Qui, in America Centrale, nella terra di Morazán, sto conoscendo la solidarietà più immensa che ho incontrato nei miei 44 anni, vissuti tra una penisola europea erroneamente chiamata “il bel paese” (grazie a Berlusconi possiamo solo definirla “una repubblichetta da operetta”) ed un’isola eroica, Cuba, che è sicuramente la responsabile intellettuale di questa meravigliosa rivoluzione centroamericana.
Un popolo che un giorno prima del 28 giugno pensava di poter applicare il suo potere cittadino, conferitogli dal suo presidente democraticamente eletto Manuel Zelaya Rosales, si è trovato a scontrarsi improvvisamente con gorilla vestiti da militari, pronti a calpestare qualsiasi diritto costituzionale, anche il più elementare.
Io ho deciso di conoscere da vicino quello che sta succedendo nel terzo paese più povero di America Latina e così grazie al mio collega di Prensa Latina, Raimundo Lopez, che mi ha aiutato nei contatti e mi ha fatto capire molte cose, parto dalla mia Cuba verso l’Honduras.
Spero di poter assistere al primo Incontro Internazionalista di Solidarietà con l’Honduras, organizzato dal Fronte Nazionale contro il Golpe di stato, (una forza di resistenza che raggruppa tutti i cittadini honduregni di buona volontà, sia appartenenti a partiti politici come il Partito Liberale e l’Unione Democratica, ma anche movimenti indigeni come il COPINH e movimenti sindacali), ed invece purtroppo il tiranno Micheletti decide di proclamare lo stato d’assedio.

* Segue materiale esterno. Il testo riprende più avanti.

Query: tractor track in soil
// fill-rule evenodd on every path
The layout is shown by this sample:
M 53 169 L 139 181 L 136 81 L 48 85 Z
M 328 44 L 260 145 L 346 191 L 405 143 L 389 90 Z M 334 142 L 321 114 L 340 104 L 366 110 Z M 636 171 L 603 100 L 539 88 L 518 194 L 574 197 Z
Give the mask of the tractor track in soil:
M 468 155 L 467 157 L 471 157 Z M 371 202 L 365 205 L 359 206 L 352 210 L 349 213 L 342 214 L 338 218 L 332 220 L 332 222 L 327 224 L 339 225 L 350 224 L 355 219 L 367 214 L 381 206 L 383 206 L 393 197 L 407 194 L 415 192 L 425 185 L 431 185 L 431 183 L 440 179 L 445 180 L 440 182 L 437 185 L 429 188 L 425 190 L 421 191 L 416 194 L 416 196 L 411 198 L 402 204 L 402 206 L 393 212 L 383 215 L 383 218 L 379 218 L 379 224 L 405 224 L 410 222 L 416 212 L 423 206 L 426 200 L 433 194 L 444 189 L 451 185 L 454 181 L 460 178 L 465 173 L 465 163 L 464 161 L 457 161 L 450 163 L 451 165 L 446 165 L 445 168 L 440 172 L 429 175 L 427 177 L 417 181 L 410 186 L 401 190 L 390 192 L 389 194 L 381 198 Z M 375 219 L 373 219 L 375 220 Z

Gli organizzatori si vedono obbligati a sospendere temporaneamente questo convegno per la pericolosità della repressione golpista, che non si preoccupa di niente quando massacra, il colore del passaporto non fa nessuna differenza.
La mia reazione non si fa aspettare, tramite Raimundo, informo Juan Barahona, uno dei massimi dirigenti del Fronte Nazionale contro il Golpe di stato, del mio desiderio di esplorare la situazione del paese, sempre senza essere un problema per il Fronte, sperando che il mio lavoro giornalistico possa apportare il mio granello di sabbia.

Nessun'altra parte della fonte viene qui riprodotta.